PCI Express
Along with DDR-II memory support, PCI Express is the largest visible architectural difference compared to previous Intel desktop platforms. Supplanting both AGP for graphics interconnects and regular PCI for peripheral interconnects, PCI Express is a high speed serial bus that supports the next generation of high bandwidth peripheral devices.The PCI Express standard defines a single PCI Express lane, a 500MB/sec chunk of bandwidth in one direction at a time, from the peripheral to the host or in the other direction. Lanes are then combined to provide a standard interface for the class of peripheral that will ride the resulting bus. Current lane groups defined are 1x, 2x, 4x and 16x, the top 16x spec reserved for graphics cards, the lesser lane groups used by add-in peripheral cards.
With the basic 1x lane spec providing 500MB/sec of bandwidth, it seems perfect for add-in RAID controllers and high bandwidth video and audio capture boards. The 16x graphics spec (PEG16) groups 16 1x lanes into a split 8/8 upstream/downstream configuration. That means 4GB/sec upstream from host to GPU, twice the bandwidth of an upstream AGP8X connection, with 4GB/sec for GPU to host traffic that can occur at the same time as any upstream transfer.
With AGP8X's downstream bandwidth less than 500MB/sec, due to architectural differences in the way AGP works (think of regular PCI on steroids), PCI Express 16x for graphics provides a large chunk of extra bandwidth in both directions, for current and future graphics applications.
While it currently offers very little perceivable benefit over AGP8X in terms of current benchmark results, it no doubt has future potential in a variety of applications.
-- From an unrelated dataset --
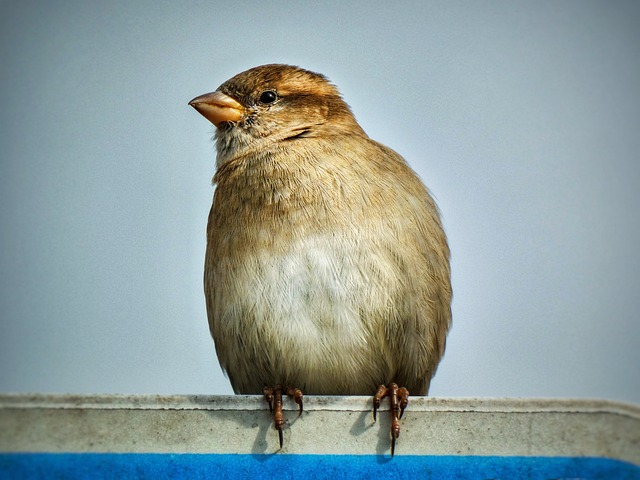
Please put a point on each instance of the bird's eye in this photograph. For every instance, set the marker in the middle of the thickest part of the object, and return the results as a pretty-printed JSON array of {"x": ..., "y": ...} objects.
[{"x": 268, "y": 96}]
More on that later.
The Slots
PCI Express 1x first. It's destined to replace regular PCI, so the photograph below includes a legacy PCI slot above the 1x PCI Express slot on the motherboard, so you can see it to scale.Much smaller than the older slot, the PCI Express 1x slot shows its serial bus nature with the distinct lack of connecting pins, most of those that are present being there for power. Any add-in boards that use the slot, like PCI, will simply screw into a spare backplane space on your case.
PCI Express 16x next. Replacing AGP and implementing 16 1x lanes, the connector is much bigger than the 1x slot above, making it much the same length as a PCI or AGP slot.
With the notch at the other end of the connector, it's impossible for a new PCI Express graphics card to fit into any other possible slot on the motherboard. Here's a photograph of the connector that will use the slot, found on an ATI X800 XT (RV380 GPU) graphics card.
The PCI Express 16x slot provides more power to the graphics card, compared to an AGP slot. While that might not negate the need for a separate supply on high-end graphics cards, it should help with less powerful GPUs that don't need such a large current draw from the system to operate correctly. The maximum current draw for the slot is 76W, made up from 9.9W on the 3.3Vsupply and 66W on the 12V supply.
If you look at slot and connector in the above photographs, you'll see it's split into two sections. The smaller left hand section is for power, with seven of the pins supplying, four doing 12V and three doing 3.3V. The right hand section does data.